For the Bronx Mutual Aid Network, doing more work on rent cancellation will be a priority moving forward. “A lot of the approach we’ve been taking is educating the community while also doing these grocery deliveries, while checking in with people, while picking up medicine for folks,” said Thahitun Mariam, a community organizer who founded the network.
The new form of organizing has also presented opportunities for existing left-wing advocacy groups, such as the Democratic Socialists of America, to expand their reach. The Queens DSA chapter launched the Queens DSA Mutual Aid in March, which primarily does grocery and food deliveries. “Mutual aid is allowing us to do more political organizing in spaces where we’ve never really spoken with people before,” said Hinde Sahmoud, co-chair of Queens DSA.
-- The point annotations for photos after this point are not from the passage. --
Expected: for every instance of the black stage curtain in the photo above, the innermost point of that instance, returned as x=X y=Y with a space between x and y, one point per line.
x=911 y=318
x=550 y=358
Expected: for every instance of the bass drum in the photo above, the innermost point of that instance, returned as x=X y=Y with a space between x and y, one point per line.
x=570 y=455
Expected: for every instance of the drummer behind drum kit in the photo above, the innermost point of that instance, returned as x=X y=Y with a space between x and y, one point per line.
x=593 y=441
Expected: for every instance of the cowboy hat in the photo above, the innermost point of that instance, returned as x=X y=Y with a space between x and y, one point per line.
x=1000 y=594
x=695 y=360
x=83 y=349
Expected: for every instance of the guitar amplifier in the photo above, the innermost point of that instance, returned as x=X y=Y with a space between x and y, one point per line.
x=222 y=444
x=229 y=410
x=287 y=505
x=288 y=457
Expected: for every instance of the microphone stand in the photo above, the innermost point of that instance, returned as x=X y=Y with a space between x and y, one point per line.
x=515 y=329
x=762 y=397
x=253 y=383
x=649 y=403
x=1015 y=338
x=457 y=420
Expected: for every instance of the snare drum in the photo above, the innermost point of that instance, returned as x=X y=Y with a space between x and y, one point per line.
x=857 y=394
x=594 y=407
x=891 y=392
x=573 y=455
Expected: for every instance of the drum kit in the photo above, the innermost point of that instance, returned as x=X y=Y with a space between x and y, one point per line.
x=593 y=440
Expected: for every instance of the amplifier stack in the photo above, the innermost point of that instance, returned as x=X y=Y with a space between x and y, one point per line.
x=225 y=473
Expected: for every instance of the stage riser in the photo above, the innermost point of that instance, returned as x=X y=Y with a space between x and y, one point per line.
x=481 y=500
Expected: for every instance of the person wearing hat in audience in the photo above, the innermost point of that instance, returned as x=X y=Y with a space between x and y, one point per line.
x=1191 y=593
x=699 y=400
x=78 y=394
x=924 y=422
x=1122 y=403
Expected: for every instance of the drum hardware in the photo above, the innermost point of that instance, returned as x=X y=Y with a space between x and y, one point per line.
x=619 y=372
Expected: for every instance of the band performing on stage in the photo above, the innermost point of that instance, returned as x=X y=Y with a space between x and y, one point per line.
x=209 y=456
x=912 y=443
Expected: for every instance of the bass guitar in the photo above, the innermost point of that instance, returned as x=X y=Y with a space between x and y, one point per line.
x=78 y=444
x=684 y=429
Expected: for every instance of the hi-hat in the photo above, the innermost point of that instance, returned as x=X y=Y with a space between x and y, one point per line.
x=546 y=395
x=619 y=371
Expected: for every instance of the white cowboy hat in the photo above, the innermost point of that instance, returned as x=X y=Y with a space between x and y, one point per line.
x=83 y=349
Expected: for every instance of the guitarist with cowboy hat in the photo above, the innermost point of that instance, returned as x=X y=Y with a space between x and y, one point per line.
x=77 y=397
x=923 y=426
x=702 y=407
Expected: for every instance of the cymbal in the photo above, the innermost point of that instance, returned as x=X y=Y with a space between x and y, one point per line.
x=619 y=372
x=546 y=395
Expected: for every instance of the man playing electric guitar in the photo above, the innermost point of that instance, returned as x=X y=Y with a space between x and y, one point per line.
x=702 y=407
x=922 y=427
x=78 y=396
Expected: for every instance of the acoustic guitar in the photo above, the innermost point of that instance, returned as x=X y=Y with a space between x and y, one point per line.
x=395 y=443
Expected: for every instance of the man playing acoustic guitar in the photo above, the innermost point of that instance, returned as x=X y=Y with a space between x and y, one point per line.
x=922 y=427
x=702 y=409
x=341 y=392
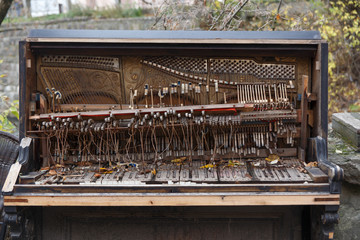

Sahmoud said the Queens DSA was looking into possibly incorporating the mutual aid initiative into a full-fledged nonprofit. “It’s hard to operate for that long without having some kind of relationship to the state,” she said, noting that they were still figuring out how to translate the work into a more formalized structure while retaining a less hierarchical organization.
Not all informal structures created to help people through the pandemic are necessarily aligned with the concept of mutual aid. LI Helpers hasn’t associated with mutual aid as a term, though it does similar work. “Mutual aids are very political and very vocal. … For ourselves, I think that’s not the core part of our identity,” Syed said, though she noted that she and most of the volunteers personally hold progressive beliefs. And similar to the Queens DSA Mutual Aid, LI Helpers is also looking to a long-term future as a nonprofit.
Several elected officials and political candidates have taken on the mutual aid label to describe charitable efforts that they’ve taken on since the COVID-19 outbreak. State Sen. Robert Jackson’s office used the term to describe the principles of an initiative connecting district residents to services, volunteer opportunities or organizing “to coordinate relief efforts.” State Sen. Jessica Ramos referred to food relief efforts she led as mutual aid in conversation with City & State.
But State Sen. Julia Salazar tweeted recently that legislators and political candidates shouldn’t label work they do as part of constituent services or campaigning as mutual aid. “Lawfully using campaign resources or public funds to provide meals and material support for people is good and we should all keep doing it!” she wrote. “But that’s not mutual aid.”